SUDAH lebih dua bulan ini pandemi virus corona atau covid-19 terus menggerogoti sendi-sendi kehidupan masyarakat.
Bukan saja melemahkan masyarakat secara psikologi, karena terus dihantui rasa khawatir oleh covid-19. Dari aspek ekonomipun, penduduk tanah air terutama dari kalangan ekonomi kelas bawah benar-benar dibuat kocar-kacir.
Kenapa?
Sebagaimana diketahui, dengan mewabahnya pandemi covid-19, banyak warga masyarakat tanah air terpaksa harus kehilangan mata pencahariannya. Dengan keganasan virus asal Wuhan, China ini pula, tak terhitung warga negara Indonesia dipaksa untuk mengencangkan ikat pinggangnya.

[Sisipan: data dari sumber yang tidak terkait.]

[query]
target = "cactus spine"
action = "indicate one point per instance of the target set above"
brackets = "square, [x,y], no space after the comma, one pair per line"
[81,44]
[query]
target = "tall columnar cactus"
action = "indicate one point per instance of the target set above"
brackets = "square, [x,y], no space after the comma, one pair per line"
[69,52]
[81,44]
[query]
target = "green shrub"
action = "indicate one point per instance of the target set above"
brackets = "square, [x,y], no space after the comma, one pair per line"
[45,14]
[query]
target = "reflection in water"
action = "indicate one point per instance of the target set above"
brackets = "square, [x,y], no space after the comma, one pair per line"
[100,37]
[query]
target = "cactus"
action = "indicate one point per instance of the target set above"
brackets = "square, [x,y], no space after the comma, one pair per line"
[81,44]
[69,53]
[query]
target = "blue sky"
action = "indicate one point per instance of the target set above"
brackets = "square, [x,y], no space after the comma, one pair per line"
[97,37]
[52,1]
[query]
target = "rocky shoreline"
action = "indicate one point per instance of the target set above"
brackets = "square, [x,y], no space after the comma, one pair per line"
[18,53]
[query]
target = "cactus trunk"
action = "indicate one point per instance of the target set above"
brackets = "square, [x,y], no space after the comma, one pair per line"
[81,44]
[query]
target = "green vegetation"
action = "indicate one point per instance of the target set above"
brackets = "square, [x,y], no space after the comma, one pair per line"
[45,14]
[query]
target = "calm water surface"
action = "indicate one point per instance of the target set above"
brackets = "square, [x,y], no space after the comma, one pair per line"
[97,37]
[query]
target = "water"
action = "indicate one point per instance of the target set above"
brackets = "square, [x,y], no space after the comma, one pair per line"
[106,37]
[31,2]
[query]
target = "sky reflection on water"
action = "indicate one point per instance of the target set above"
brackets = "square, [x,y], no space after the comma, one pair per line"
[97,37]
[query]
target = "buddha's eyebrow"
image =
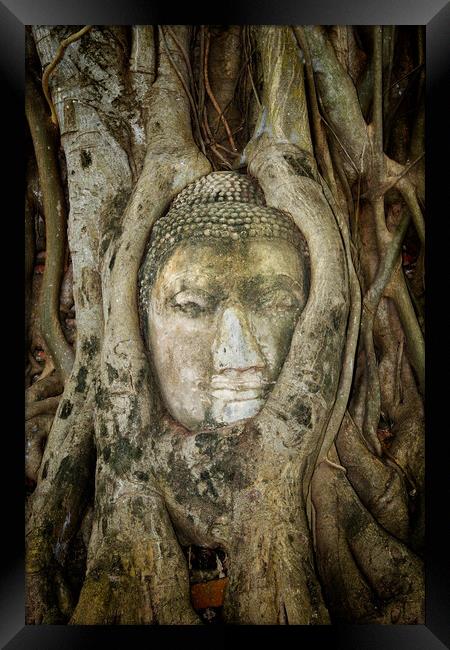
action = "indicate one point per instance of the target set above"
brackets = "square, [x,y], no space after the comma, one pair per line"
[263,282]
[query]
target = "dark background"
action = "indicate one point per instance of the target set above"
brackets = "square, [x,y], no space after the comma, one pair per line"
[14,14]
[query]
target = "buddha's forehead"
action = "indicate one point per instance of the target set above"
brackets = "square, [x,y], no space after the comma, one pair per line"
[226,263]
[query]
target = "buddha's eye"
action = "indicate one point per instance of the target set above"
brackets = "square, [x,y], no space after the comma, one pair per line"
[190,303]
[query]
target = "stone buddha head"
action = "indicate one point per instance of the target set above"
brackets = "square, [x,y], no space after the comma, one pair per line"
[222,284]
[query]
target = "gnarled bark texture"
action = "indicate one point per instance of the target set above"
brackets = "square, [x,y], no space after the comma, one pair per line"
[317,501]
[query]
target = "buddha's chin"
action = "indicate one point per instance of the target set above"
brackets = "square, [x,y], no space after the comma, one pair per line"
[230,411]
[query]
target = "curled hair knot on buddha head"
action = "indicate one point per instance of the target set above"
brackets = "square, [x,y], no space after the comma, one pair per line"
[222,206]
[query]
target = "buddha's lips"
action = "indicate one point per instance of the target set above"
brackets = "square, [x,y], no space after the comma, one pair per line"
[237,389]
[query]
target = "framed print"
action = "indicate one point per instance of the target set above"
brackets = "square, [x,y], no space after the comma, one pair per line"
[224,342]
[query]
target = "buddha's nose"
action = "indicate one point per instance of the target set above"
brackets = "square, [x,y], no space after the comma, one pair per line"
[235,347]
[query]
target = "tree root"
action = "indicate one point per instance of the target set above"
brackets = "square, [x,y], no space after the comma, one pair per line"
[45,148]
[44,406]
[370,577]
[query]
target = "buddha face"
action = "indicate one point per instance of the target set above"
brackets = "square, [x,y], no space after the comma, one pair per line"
[220,322]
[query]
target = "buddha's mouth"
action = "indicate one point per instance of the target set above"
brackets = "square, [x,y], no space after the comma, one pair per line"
[238,388]
[238,394]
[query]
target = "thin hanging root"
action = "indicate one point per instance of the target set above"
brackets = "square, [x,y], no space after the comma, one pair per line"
[186,90]
[212,97]
[51,67]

Sejatinya, di saat kondisi seperti ini, Pemerintah dalam hal ini Presiden Jokowi benar-benar bisa hadir di tengah-tengah masyarakat dan memahami kondisi rakyatnya yang sedang dalam kesulitan keuangan atau ekonomi.
Bukan maksud saya untuk menyudutkan atau menyalahkan Presiden Jokowi. Hanya saja sudah selayaknya sebagai pimpinan tertinggi negara memiliki rasa empati terhadap warga negaranya.

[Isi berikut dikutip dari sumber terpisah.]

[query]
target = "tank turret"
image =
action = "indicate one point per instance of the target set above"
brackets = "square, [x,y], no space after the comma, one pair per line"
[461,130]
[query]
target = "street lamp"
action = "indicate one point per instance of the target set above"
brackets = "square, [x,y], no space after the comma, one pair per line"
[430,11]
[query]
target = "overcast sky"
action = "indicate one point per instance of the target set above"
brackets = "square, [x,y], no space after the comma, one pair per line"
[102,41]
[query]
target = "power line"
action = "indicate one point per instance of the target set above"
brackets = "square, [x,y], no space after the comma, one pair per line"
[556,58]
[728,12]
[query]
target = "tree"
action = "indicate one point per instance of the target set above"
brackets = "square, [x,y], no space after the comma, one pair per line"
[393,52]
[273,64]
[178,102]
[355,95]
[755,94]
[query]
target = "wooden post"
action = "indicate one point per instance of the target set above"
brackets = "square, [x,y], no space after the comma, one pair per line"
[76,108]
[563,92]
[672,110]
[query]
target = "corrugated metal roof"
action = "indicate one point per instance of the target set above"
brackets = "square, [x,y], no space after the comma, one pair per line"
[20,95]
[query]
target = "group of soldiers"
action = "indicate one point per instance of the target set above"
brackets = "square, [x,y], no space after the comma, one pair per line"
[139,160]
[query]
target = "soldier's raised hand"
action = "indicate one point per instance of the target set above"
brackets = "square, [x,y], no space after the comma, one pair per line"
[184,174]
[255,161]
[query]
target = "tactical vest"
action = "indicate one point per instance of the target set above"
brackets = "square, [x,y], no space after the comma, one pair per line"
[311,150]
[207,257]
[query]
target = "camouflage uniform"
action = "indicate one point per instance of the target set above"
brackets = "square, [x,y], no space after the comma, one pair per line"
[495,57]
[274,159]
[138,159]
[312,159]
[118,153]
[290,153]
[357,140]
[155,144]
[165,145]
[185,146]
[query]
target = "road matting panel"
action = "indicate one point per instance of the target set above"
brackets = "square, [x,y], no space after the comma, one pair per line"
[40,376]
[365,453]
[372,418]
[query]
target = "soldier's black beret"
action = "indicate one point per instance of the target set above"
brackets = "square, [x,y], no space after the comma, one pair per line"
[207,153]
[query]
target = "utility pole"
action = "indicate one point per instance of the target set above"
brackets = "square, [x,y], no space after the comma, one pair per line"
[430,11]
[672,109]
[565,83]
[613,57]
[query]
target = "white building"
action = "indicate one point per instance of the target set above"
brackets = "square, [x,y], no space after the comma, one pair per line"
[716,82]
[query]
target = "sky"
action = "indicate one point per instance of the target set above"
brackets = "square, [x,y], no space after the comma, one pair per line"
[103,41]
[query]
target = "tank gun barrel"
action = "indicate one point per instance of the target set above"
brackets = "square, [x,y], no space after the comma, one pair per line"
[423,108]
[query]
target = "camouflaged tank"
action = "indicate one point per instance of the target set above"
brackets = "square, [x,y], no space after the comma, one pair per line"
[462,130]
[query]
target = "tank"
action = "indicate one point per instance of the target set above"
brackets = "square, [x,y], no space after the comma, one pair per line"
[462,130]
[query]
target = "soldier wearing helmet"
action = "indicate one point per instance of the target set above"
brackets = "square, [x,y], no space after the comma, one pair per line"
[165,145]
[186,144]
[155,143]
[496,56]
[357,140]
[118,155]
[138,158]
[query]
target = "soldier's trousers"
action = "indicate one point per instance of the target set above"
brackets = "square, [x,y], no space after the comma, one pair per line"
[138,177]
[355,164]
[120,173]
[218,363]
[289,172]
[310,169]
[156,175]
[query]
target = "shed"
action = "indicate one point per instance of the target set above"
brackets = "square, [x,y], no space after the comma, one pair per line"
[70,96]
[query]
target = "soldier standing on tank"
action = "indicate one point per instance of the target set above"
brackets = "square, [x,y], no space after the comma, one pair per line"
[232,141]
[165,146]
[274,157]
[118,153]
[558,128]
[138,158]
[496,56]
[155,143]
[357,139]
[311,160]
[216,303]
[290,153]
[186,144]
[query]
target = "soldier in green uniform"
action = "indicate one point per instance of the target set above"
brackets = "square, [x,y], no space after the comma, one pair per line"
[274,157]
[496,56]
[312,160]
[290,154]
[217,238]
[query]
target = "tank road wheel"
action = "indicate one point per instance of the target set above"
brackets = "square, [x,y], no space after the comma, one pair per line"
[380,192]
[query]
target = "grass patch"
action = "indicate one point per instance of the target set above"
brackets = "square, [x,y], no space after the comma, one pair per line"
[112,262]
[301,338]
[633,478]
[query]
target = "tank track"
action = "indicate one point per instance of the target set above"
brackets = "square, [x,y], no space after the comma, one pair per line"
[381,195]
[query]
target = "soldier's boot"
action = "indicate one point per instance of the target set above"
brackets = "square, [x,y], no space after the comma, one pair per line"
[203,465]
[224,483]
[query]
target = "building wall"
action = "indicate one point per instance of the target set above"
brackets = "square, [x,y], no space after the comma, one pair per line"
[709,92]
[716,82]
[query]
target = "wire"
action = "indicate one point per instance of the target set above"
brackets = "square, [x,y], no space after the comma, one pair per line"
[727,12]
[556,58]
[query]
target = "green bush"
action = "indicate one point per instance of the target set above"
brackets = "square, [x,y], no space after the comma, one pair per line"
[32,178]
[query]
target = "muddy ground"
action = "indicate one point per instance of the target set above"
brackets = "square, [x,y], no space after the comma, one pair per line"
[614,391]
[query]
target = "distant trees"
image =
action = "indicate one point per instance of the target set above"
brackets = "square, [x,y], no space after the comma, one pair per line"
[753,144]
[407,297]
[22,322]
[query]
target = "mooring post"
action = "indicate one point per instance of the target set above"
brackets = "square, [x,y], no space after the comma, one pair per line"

Sebut saja, memberikan rasa aman, konsisten dalam mengambil langkah kebijakan serta yang paling penting jangan lagi membebani masyarakatnya yang sudah terhimpit kesulitan maha berat.
Sayang, sepertinya rasa empati itu telah hilang. Setidaknya hal ini dibuktikan dengan kebijakan dirinya menaikan iuran bulanan BPJS kesehatan persis di tengah-tengah masa pandemi covid-19.
Mungkin, kenaikan iuran BPJS kesehatan yang tertuang dalam Peraturan Presiden Nomor 64 tahun 2020 tentang Perubahan Kedua atas Peraturan Presiden Nomor 82 Tahun 2018 tentang Jaminan Kesehatan itu, karena  kedodoran dalam pembiayaan kesehatan.
Hanya saja, dalam situasi yang sedang serba kesusahan dan ekonomi masyarakat tengah terpuruk, rasanya kurang fair juga. Apa tidak sebaiknya keputusan ini ditunda, sampai kondisi bangsa dan negara benar-benar kembali normal dan sudah terbebas dari ancaman pandemi covid-19.
Pasalnya, andai diterapkan dalam waktu dekat atau tepatnya pada bulan Juli mendatang, iuran bulanan BPJS dalam pandangan saya hanya akan membuat "rakyat sudah susah makin susah."